李媚姝神情一凛,不动声色的移到窗边,只见那人左右张望着,随后窸窸窣窣的动作着,不知在掏什么东西,而后只见一只灰白的鸽子自那人怀中飞出,往东边飞去。
只见那人就要转身,若是李媚姝往窗边一藏,便能不那人察觉,但不知为什么,她丝毫没有要躲藏的意思,就这么立在窗前。
雪纷纷扬扬的下着,月清冷幽清洒落在李媚姝院中那颗早已落尽绿叶的梨树,隐约泛着银光。
而在经过那颗梨树后,千红在看到伫立在窗边,正直勾勾的盯着自己的李媚姝,顿时停住脚步,眼中的惊诧与恐慌伴着天上的月一道射出。
然在月下的城东,三四个粗汉扛着两个粗布麻袋,借着微薄的月光沿着城边一路来到城西的山林,往着一处深坡一抛,那堆积在坡底的厚雪被这两麻袋重物击得纷飞,后又缓缓落在那两个麻袋上,不久便被埋在风雪中。
翌日一早,李媚姝只是用过早饭,原本打算去找那东掌柜旧铺,商讨铺子过户的事,却被赫业竹着急带到大理寺。
依旧是那间地下的停尸间,只是多了两具尸体。
一踏进停尸间,那股熟悉的刺鼻气味扑面而来,让李媚姝不由得皱眉。
赫业竹将她引到尸体旁,语带急切与歉意说道:“李小姐见谅,这两具尸体伤处实在蹊跷,虽已找来仵作验尸,但只说是死于毒杀,我怀疑与和仲所中的毒是同一种。”
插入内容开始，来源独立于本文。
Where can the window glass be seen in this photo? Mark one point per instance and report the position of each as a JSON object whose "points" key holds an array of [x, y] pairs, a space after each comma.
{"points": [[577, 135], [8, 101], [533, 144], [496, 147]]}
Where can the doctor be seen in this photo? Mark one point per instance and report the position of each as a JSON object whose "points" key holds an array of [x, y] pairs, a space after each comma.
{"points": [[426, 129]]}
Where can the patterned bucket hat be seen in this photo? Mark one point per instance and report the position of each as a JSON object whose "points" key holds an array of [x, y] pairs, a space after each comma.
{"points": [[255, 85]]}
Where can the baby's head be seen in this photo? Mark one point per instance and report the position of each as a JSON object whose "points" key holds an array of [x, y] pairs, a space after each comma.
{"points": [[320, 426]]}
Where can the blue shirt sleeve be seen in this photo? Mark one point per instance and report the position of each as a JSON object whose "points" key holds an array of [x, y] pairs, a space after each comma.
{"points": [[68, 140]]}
李媚姝点头,默默挽起袖子,动手掀起盖在尸身上白布,只是看了一眼,便瞳孔猛地一缩,大为吃惊。
只见眼前之人身上穿着与赫业竹无二的衣服,想来是同出于云昭王府,而在查看一番后,更让她有些后背发凉。
她又去掀开旁边的白布,脸上的惊诧更甚几分,因为眼前躺着的人,就是当初跟在东掌柜身旁的侍从。
李媚姝紧抿着唇,快速地瞥了赫业竹一眼,见他仍是一脸急切,便开始查看侍从身上的伤势。
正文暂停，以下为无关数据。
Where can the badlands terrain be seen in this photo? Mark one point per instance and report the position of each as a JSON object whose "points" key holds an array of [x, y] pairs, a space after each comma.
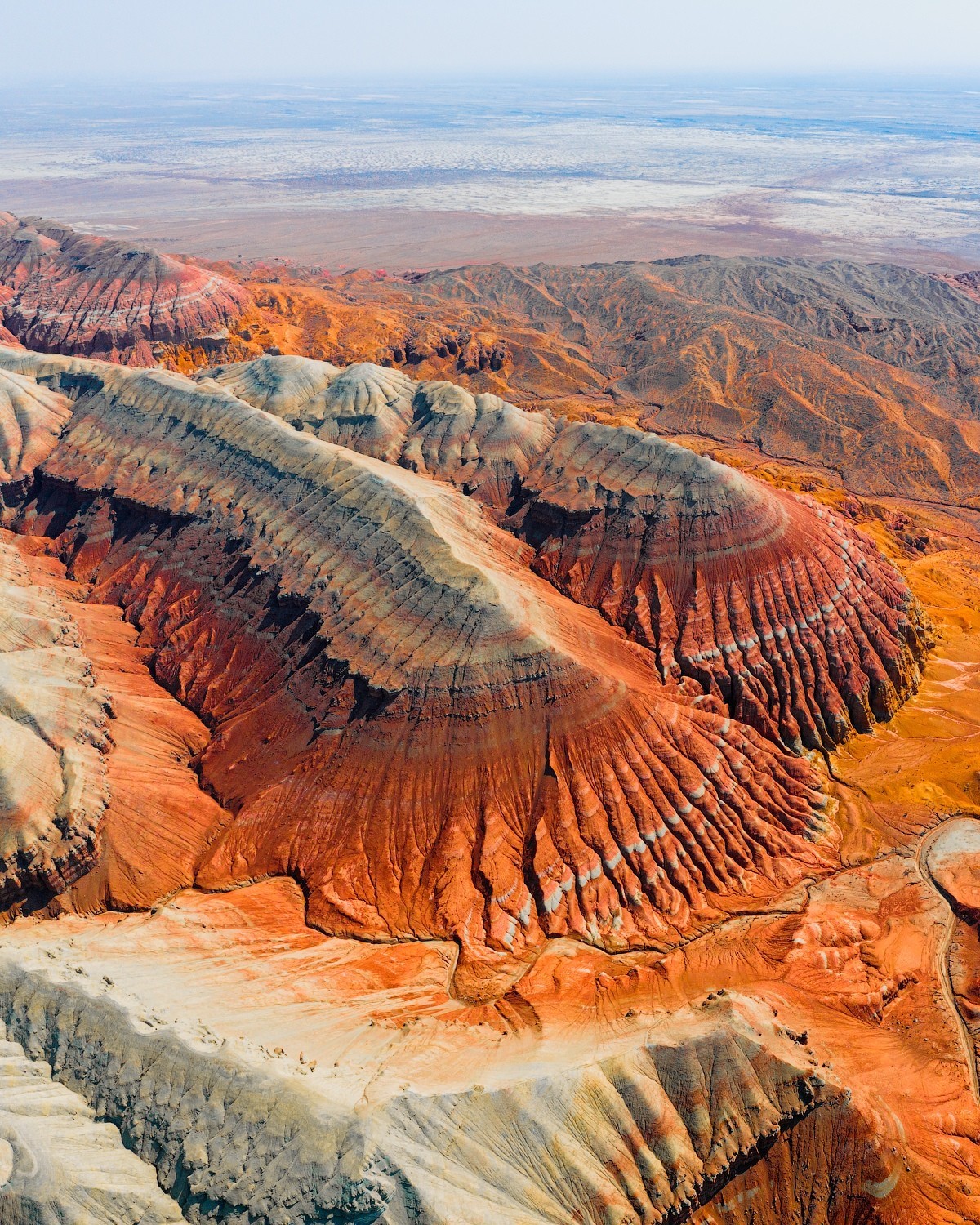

与方才那人一样,皆是手臂上有一处伤痕,此处的血脓最甚,其余肌肤皆成青紫状,双唇一抹的黑紫色,脖颈上还有红印。
原先看过和仲的伤痕,李媚姝便疑心杀害他的人是有心想拿他做实验,但如今看了这两具尸体,心中的疑虑便定了下来。
适时,陆言卿走了进来,虽然脸上仍然挂着笑意,但眼中却是多了几分忧虑,眼下也带了薄薄一层乌青。
“陆少卿。”
“李小姐。”
李媚姝向陆言卿行礼,便打算照着先前一般向他叙述自己的发现,但却被他抬手制止
“这地下阴冷。小姐还是不要多待,先上去再说吧。”
李媚姝有些懵,毕竟先前那次对方并没有那么怜香惜玉,直至事情都说清楚了才上到地面上,不知今日他葫芦里藏了什么药。
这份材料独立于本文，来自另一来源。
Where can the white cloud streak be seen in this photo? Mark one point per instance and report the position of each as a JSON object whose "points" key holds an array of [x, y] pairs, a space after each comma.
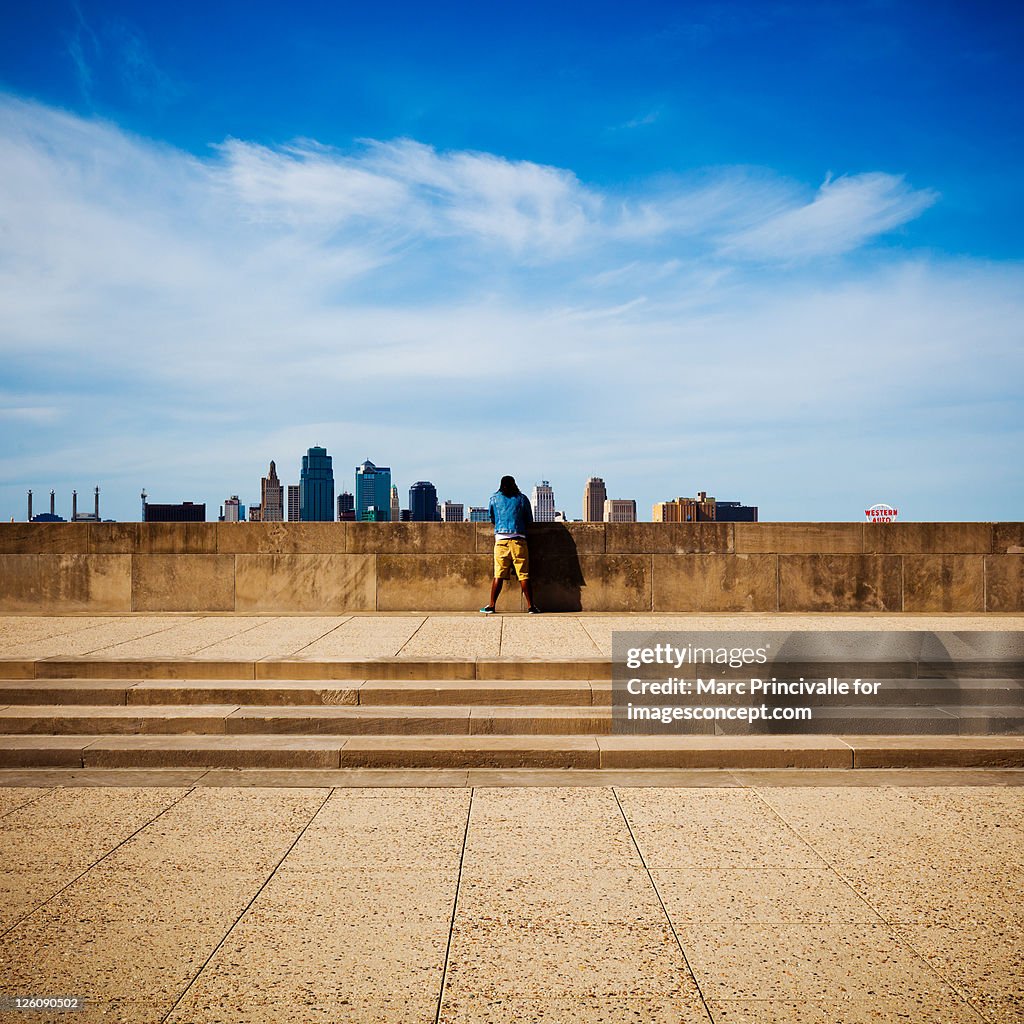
{"points": [[450, 311]]}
但这地方的确阴冷,味道也熏人的很,若是在盛夏,要她待在此处这般验尸,她无论如何也做不到像现在这般沉稳。
但出了停尸间,陆言卿却没有带她往地上的大厅走去,而是带着她拐向了另一处。
李媚姝不解,便问道“陆少卿,你这是要带我去哪?”
陆言卿轻笑一声,转过身笑道:
“小姐见谅,是有人点名了要见你,我为人臣子,也只能照办,你说是不是?”
李媚姝见他笑得一脸人畜无害的模样,眼角顿时一抽,问道:
“不知是何人想要见我,此前听闻陆少卿办案雷厉风行,不附权贵,但也得先告诉我是什么人吧?”
听有人要见自己,还是大理寺的人,加上陆言卿那副有所隐瞒的模样,不得不让她心底打鼓。
陆言卿听罢,呵的笑出了声,俯身盯着李媚姝的眼睛,问道:
“原来在小姐眼中,我是这么一个君子形象啊?”
李媚姝往后退了一步,对他此举颇有些不满。原本自己就是因为赵驰昭的关系才答应赫业竹来帮忙的,但陆言卿此举略有些唐突,便有些恼怒。
“陆少卿。”身后的赫业竹见此情景,虽看不见李媚姝的表情,但看着陆言卿的举止和千红脸上的表情,也知道此举大为不妥,便冷声提醒道。
“对不住啊李小姐,是我唐突了。”
李媚姝冷着脸不语,陆言卿朝着身后的赫业竹使了一个眼色,后者便带着千红出去,直到离开了他的视线,方才说道:
“是云昭王要见,此时形势对他不利,未能讲明,还请小姐见谅。”
听见是赵驰昭,李媚姝一愣。自从那一夜两人表明心意之后就再也没有见过了,而一听说他出了事,李媚姝也是能出力出力,光是比对和仲与王士隆的死状就让她夜不能寐,此时听到他要见她,心中顿时升起一丝酸楚,遂不再言语。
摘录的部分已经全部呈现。